Et crée un effet de sidération, car, comme le rappelle Fatiha Dazi-Héni, « les pays du Golfe se sont engagés à prendre leurs distances avec la tech chinoise, à investir des financements importants dans la tech américaine et ils se rendent compte qu’avec l’administration Trump, ce sont les intérêts israéliens qui importent et eux seuls ».
Solidarité avec le Qatar
Les chefs d’État de la région ont donc fait corps autour de l’émir du Qatar, même si leurs intérêts divergent (...)
Le choc, cependant, ne signifie pas des conséquences immédiates spectaculaires. Une réplique militaire est évidemment hors de question, ne serait-ce parce que tout l’armement des pays de la péninsule est fourni par les États-Unis et inemployable sans leur accord.
Un retrait des accords d’Abraham par les pays signataires, Émirats arabes unis et Bahreïn, semble tout aussi illusoire, les deux étant beaucoup trop attachés à leurs relations avec Israël et les États-Unis pour sortir de ce que Donald Trump considère comme sa belle ouvrage. (...)
La ligne rouge dessinée par les Émirats arabes unis, ont-ils affirmé le 3 septembre, serait l’annexion de tout ou partie de la Cisjordanie. Un retrait des accords d’Abraham n’a pas été évoqué par Abou Dhabi après la frappe contre les responsables du Hamas à Doha.
Quarante-huit heures après le raid, le Qatar en reste toutefois aux protestations orales. Il s’en est pris fortement à Benyamin Nétanyahou, tout en envoyant un message public à Washington. C’est en effet sur CNN que le premier ministre, Mohammed ben Abdelrahmane Al-Thani, a déclaré que l’émirat allait réévaluer son rôle de médiateur, Nétanyahou ayant « tout simplement tué tout espoir pour [les] otages ».

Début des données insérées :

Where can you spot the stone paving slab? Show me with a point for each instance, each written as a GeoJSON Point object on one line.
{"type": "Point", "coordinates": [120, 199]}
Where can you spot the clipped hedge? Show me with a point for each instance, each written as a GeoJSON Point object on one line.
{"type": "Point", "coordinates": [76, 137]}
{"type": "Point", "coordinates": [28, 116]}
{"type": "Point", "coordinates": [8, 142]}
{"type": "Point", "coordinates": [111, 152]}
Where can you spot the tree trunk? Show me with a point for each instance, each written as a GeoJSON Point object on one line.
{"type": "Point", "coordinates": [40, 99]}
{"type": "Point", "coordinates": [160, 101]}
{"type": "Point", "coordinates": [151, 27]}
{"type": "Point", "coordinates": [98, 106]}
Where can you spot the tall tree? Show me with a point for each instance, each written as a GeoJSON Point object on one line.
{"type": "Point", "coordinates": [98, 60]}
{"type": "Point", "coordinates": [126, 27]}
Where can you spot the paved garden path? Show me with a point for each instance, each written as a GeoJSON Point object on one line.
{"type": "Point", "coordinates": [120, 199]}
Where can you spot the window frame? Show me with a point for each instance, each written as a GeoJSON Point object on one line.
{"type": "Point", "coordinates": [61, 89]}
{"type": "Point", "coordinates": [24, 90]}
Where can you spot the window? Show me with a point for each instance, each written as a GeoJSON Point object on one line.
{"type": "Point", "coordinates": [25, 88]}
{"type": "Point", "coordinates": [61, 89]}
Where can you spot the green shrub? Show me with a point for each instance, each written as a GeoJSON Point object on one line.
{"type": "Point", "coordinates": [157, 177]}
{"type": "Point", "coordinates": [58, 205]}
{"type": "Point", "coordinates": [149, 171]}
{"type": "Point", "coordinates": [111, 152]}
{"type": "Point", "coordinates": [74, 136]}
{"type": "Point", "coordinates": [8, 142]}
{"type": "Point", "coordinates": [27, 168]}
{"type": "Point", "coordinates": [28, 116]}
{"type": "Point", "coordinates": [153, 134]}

Il a aussi affirmé que son homologue israélien, déjà recherché par la Cour pénale internationale, devait être traduit en justice. « C’est du terrorisme d’État », a-t-il lancé pour qualifier la frappe contre l’immeuble de Doha, avant d’ajouter : « Quand nous discutions avec les Israéliens, nous pensions avoir affaire à des acteurs “réguliers”. Mais Nétanyahou, lui, n’a aucune limite. »
Pour le moment, Doha teste la solidarité de ses pairs. L’émirat a indiqué avoir convoqué un sommet arabo-islamique dimanche 14 et lundi 15 septembre.